Book description
For the reader who has lain awake fretting over his tenuous grasp
of the Critiques of Immanuel Kant, or his unformed sense of the line
of thought that descends from Hegel through Marx to 20th-century
Soviet state socialism, or who struggles to call to mind the key
strands in the thinking of Edmund Husserl, Michel Foucault, Jacques
Lacan and Jacques Derrida - help is at hand. It comes in the
comfortingly accessible form of Stephen Trombley's Fifty Thinkers Who
Shaped the Modern World, a concise history of modern thought from the
Enlightenment to the present day. Fifty Thinkers Who Shaped the Modern
World opens with a substantial introduction that outlines the history
of human ideas from the philosophers of classical Antiquity to the
European eighteenth century, via the Christian scholastics of the
Middle Ages and the development of Renaissance thought, culminating in
the philosophy of Descartes and the development of scientific method.
Having thus set the scene, Stephen Trombley traces the development of
modern thought through a sequence of accessible profiles of the most
influential thinkers in every domain of intellectual endeavour since
1789. No major representative of any significant strand of
post-Enlightenment thought escapes Trombley's attention: the German
idealists Kant, Fichte, Schelling and Hegel; the utilitarians Bentham
and Mill; the transcendentalists Emerson and Thoreau; Kierkegaard and
the existentialists; founder sof new fields of inquiry such as Weber,
Durkheim and C. S. Peirce; the analytic philosophers Russell, Moore,
Whitehead and Wittgenstein; political leaders from Mohandas K. Gandhi
to Adolf Hitler; and - last but not least - the four shapers-in-chief
of our modern world: the philosopher, historian and political theorist
Karl Marx; the naturalist Charles Darwin, proposer of the theory of
evolution; Sigmund Freud, the father of psychoanalysis; and the
theoretical physicist Albert Einstein, begetter of the special and
general theories of relativity and founder of post-Newtonian physics.

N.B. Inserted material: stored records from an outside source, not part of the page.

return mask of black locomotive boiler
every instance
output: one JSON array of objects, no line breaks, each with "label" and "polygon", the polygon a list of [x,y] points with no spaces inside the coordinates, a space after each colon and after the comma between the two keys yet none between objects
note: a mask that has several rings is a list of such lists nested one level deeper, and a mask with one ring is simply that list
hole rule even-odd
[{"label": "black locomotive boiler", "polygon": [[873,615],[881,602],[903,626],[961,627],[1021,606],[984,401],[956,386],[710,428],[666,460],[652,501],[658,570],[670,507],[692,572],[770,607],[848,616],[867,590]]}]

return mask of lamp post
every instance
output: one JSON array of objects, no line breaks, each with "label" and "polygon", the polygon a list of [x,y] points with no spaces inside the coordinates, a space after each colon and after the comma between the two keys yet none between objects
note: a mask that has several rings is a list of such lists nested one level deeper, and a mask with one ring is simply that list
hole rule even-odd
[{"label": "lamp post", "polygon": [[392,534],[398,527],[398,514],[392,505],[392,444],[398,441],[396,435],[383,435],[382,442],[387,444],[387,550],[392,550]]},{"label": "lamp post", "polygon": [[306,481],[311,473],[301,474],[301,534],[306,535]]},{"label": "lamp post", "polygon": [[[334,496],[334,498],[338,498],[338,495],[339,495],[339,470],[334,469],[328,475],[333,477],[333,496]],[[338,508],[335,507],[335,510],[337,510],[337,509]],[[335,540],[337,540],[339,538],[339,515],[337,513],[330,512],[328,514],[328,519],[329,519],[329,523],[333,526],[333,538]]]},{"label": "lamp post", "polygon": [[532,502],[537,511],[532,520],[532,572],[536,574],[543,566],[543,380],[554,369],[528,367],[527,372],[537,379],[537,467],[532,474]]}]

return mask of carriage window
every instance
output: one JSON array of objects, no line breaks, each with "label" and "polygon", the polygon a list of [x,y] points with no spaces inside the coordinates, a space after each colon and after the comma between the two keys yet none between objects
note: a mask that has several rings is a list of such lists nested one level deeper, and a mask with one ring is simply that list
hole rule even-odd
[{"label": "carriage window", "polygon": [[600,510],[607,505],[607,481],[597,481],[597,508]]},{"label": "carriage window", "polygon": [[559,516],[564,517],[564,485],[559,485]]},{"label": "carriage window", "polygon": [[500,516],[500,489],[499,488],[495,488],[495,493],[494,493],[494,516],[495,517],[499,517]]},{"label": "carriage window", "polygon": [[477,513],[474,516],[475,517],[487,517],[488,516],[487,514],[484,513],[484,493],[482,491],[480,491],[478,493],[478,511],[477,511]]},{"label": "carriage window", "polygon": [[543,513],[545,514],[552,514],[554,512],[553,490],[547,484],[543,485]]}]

Stephen Trombley is a writer, editor and Emmy Award-winning
filmmaker. He collaborated with Alan Bullock on the second edition of
The Fontana Dictionary of Modern Thought, and was editor of The New
Fontana Dictionary of Modern Thought. His books include A Very Short
History of Western Thought; The Execution Protocol; Sir Frederick
Treves: The Extraordinary Edwardian; The Right to Reproduce; and 'All
That Summer She Was Mad': Virginia Woolf and her Doctors.